After that you have to concentrate. We (humans) don’t inherently trust our taste, or rely on it as much as our sight (or our preconceptions!), so it is really a discipline of shutting out distraction and bias and methodically evaluating the aroma and flavor of coffee.

What do you do as a coffee buyer? Taste. And taste and taste. Every coffee we buy is taste-tested three times, when it is purchased, when it is shipped, and when it arrives, and then of course daily after it goes into production roasting.

How much do you travel and how many frequent flyer miles do you have?  Not as much as you might think. Fundamentally, we are coffee roasters, and too much travel can detract from quality control at home. Samples of coffee can be received from anywhere in the world in a couple of days, and many of the sources Peet’s is fortunate to have are suppliers of many years. We travel as much to maintain these relationships as to form new ones.
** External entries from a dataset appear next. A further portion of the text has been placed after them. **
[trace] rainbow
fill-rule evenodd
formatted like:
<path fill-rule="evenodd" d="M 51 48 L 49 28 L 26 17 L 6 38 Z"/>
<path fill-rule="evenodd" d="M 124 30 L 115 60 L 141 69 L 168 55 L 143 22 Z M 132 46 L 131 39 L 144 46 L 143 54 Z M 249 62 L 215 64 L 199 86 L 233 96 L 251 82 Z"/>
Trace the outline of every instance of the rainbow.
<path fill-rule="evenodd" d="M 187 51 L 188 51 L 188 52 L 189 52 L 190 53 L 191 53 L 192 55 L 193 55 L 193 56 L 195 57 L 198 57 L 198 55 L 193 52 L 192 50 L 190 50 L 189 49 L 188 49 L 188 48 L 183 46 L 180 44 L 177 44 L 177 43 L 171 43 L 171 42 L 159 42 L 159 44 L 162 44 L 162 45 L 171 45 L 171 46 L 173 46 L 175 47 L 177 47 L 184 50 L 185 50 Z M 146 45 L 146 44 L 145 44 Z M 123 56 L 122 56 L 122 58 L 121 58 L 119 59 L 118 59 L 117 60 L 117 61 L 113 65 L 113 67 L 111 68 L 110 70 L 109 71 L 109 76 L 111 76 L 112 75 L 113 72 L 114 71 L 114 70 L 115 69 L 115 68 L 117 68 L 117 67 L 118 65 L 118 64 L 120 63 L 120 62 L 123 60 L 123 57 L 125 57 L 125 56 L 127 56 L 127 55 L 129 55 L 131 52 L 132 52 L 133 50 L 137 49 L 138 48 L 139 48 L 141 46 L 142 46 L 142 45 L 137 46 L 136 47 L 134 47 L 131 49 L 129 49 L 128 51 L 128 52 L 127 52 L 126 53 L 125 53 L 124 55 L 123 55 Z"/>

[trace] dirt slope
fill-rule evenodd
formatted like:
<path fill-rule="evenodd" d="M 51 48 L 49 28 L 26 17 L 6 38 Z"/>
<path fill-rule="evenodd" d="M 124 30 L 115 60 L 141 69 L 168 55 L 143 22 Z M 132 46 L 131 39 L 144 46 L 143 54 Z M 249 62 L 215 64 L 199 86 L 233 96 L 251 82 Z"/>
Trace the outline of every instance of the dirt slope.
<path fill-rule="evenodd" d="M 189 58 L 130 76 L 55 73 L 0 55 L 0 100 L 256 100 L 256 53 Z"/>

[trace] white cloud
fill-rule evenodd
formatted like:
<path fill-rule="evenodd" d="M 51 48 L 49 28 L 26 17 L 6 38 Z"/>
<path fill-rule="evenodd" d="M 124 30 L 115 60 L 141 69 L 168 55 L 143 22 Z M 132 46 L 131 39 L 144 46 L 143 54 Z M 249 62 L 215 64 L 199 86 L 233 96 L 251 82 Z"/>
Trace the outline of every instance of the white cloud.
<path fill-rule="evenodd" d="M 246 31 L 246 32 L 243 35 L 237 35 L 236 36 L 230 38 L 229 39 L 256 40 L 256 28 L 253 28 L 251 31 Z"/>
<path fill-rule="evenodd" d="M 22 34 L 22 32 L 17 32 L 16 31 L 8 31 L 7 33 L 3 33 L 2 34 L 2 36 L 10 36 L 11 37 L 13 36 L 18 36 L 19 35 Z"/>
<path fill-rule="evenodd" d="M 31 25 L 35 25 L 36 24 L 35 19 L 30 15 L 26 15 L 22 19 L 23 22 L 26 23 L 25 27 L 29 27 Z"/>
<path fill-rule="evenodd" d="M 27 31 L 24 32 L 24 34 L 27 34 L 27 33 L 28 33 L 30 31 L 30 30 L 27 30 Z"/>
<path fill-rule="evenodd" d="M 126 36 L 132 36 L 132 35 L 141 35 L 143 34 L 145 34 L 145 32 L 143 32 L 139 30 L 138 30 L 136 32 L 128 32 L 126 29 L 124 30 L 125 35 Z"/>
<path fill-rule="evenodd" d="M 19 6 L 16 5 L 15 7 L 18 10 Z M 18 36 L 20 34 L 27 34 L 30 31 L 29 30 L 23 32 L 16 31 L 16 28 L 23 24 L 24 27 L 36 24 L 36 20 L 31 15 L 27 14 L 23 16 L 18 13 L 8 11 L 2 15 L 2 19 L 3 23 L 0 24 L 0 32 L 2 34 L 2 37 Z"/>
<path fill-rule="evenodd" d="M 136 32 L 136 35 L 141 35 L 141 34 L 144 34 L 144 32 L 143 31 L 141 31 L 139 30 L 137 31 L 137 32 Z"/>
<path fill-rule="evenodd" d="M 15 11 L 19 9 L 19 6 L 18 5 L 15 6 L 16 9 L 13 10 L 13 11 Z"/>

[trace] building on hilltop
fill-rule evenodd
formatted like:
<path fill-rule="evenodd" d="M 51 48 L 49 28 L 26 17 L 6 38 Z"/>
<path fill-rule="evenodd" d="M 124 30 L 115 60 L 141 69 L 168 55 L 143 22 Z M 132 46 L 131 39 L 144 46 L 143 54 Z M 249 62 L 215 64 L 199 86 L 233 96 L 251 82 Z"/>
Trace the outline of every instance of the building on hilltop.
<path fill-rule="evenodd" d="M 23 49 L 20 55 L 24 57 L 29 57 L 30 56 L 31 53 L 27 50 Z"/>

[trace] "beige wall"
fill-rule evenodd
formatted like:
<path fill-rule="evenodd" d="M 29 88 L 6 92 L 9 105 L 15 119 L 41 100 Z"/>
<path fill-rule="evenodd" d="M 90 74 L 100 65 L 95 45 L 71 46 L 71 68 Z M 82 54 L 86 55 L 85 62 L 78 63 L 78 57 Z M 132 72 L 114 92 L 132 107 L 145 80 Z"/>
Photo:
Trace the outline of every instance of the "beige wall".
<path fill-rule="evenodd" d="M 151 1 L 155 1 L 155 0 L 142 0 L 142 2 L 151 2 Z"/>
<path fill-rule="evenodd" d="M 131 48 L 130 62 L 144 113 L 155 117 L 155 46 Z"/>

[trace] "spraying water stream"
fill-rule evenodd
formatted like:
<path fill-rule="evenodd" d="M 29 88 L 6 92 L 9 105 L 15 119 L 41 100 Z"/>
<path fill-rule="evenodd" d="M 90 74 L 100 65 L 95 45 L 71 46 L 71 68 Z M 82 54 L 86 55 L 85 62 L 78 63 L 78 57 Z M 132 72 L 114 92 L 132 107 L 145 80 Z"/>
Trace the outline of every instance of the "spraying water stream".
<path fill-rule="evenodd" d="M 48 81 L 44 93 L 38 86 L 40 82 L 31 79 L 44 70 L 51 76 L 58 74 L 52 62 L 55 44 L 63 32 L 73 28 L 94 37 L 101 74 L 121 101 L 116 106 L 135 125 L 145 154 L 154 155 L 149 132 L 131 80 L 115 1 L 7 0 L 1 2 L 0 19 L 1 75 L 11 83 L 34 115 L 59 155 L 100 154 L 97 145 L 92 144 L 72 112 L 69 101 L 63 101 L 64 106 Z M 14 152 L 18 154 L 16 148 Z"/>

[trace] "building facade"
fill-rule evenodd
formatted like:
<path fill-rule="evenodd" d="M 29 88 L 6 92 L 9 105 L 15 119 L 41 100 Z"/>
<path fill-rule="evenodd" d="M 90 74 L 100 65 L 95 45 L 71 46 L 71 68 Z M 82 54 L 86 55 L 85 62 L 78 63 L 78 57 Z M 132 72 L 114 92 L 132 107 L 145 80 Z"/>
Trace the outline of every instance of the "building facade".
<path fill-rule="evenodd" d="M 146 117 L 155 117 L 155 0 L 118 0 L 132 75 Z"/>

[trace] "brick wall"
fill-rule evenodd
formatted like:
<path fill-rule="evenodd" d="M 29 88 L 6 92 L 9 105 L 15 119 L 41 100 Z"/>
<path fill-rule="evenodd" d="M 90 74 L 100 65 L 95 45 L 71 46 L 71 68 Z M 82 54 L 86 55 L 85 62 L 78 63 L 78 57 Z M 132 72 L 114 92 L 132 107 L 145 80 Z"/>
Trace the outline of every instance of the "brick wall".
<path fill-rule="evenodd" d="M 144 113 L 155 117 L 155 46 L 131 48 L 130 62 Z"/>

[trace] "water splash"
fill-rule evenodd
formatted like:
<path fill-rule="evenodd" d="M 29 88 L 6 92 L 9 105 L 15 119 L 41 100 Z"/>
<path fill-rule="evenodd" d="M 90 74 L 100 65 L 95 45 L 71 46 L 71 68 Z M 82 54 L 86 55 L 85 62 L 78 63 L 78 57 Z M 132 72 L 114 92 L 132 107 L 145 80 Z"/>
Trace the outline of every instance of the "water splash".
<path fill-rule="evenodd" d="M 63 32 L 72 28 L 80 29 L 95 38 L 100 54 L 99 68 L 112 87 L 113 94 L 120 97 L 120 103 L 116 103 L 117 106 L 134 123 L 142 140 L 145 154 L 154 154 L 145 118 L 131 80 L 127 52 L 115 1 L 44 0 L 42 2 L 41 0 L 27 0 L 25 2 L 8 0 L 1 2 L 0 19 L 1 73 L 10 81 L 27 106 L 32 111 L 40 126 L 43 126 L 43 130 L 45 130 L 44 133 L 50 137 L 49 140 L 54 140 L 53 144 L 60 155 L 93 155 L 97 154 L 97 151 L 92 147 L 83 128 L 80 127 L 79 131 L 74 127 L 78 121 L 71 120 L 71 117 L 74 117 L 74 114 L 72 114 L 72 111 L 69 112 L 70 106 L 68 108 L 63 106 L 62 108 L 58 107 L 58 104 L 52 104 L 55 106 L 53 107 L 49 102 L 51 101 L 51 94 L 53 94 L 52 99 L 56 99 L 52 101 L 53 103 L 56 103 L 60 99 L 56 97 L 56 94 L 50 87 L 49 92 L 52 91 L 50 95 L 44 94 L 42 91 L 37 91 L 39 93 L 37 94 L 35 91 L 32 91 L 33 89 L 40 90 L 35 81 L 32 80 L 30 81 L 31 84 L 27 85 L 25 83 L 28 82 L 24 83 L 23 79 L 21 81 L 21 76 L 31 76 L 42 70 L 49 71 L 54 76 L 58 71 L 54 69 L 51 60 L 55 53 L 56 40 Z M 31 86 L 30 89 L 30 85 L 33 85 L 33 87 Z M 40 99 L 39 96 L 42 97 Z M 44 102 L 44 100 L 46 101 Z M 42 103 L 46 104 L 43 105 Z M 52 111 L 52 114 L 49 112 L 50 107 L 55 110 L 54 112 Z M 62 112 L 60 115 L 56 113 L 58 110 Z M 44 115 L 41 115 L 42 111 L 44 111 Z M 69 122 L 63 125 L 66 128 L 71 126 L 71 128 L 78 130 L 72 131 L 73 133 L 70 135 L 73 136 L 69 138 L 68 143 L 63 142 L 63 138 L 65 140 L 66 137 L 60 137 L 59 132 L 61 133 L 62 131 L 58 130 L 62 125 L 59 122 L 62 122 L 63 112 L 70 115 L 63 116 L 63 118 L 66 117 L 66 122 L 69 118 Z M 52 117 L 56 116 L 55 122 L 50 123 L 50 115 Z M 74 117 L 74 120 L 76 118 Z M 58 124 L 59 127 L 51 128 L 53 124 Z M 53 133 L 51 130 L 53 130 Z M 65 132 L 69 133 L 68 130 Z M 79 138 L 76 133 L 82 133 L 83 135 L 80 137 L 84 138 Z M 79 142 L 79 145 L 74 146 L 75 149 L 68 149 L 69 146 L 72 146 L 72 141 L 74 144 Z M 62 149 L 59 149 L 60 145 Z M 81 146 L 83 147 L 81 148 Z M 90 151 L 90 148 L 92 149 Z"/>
What's the best thing about your job? The coffee. Our niche is quality, so I’m fortunate to work with the finest coffees in the world, and the fine people who produce them, every day. And coffee is such an inherently satisfying flavor — one of the most complex known — that there is endless fascination in it. No matter how many cups you have sampled, as a buyer you are always looking for that next amazing sensation, that next extraordinary aroma or flavor that marks a great cup.

How do you decide which beans to put into a blend (such as Anniversary Blend)?  It’s a combination of experience and serendipity. You have to know what coffees will marry well, but you also look for something different. The coffee we will use in Anniversary usually finds us. We always base the blend on a coffee or coffees that are exceptional in the moment, a new crop standout, for instance, or an extraordinary delivery we have purposely salted away.

What makes the 2011 Anniversary Blend special?  New crop, that is recently harvested coffee, from one of our favorite farms in Costa Rica, Doka Estate, which has both ample acidity and body, an equally fresh, and wholly elegant, chocolaty coffee from Guatemala Antigua, and the secret weapon, Burundi. It’s from Kayanza, and is beautiful on its own, but also brings a sweet berry tone and smoothness to the blend. The secret to great blending is to put good coffees in.

If you were stranded on a desert island and only had room for one pound of coffee, which one would you bring with you and why?  Major Dickason’s Blend. It has everything, upfront acidity, broad layers of flavor, and a long, satisfying finish. There’s a reason it has a cult following at Peet’s.